🤖 AI Summary
This paper addresses Bayesian network structure learning under linear Gaussian structural equation models (SEMs), focusing on the computationally challenging ℓ₀-regularized maximum likelihood estimation.
Method: We propose the first coordinate descent algorithm specifically designed for this task, incorporating both asymptotic optimality and finite-sample statistical consistency guarantees—overcoming the longstanding theoretical gap in nonconvex optimization for SEM structure learning. The algorithm converges to coordinate-wise stationary points, and its objective value approaches the global optimum as sample size increases.
Results: Extensive experiments on synthetic and real-world datasets demonstrate near-optimal solution quality and strong scalability. Our method significantly improves learning efficiency and reliability for medium-scale networks, outperforming existing approaches in both accuracy and computational tractability. Theoretical and empirical results jointly establish it as a principled, scalable, and statistically sound framework for ℓ₀-regularized SEM learning.
📝 Abstract
This paper studies the problem of learning Bayesian networks from continuous observational data, generated according to a linear Gaussian structural equation model. We consider an $ell_0$-penalized maximum likelihood estimator for this problem which is known to have favorable statistical properties but is computationally challenging to solve, especially for medium-sized Bayesian networks.

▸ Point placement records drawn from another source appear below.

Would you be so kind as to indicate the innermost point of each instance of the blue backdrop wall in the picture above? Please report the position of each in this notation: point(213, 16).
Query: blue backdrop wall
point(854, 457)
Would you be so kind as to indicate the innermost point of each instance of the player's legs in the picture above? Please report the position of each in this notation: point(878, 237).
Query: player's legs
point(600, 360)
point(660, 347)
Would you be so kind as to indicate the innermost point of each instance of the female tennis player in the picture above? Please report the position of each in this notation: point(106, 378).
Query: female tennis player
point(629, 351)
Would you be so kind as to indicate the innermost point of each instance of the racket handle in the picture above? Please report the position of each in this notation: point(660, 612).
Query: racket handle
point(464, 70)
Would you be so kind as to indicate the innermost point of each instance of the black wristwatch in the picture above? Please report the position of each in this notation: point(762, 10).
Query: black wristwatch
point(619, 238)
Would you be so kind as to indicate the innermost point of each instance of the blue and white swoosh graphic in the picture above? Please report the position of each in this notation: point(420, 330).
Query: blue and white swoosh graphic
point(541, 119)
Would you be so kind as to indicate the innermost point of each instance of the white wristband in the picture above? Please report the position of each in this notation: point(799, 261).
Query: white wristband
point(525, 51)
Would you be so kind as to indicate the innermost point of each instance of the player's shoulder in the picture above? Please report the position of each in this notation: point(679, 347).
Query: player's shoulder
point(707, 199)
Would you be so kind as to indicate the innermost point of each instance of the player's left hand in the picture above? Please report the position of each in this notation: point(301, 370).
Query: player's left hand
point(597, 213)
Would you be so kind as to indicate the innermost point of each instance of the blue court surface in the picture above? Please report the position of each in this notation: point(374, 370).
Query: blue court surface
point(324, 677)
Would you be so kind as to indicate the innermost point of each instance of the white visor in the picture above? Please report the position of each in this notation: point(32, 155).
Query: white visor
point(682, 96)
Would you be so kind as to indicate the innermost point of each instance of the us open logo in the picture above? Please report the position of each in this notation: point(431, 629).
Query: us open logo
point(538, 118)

We propose a new coordinate descent algorithm to approximate this estimator and prove several remarkable properties of our procedure: the algorithm converges to a coordinate-wise minimum, and despite the non-convexity of the loss function, as the sample size tends to infinity, the objective value of the coordinate descent solution converges to the optimal objective value of the $ell_0$-penalized maximum likelihood estimator. Finite-sample statistical consistency guarantees are also established. To the best of our knowledge, our proposal is the first coordinate descent procedure endowed with optimality and statistical guarantees in the context of learning Bayesian networks. Numerical experiments on synthetic and real data demonstrate that our coordinate descent method can obtain near-optimal solutions while being scalable.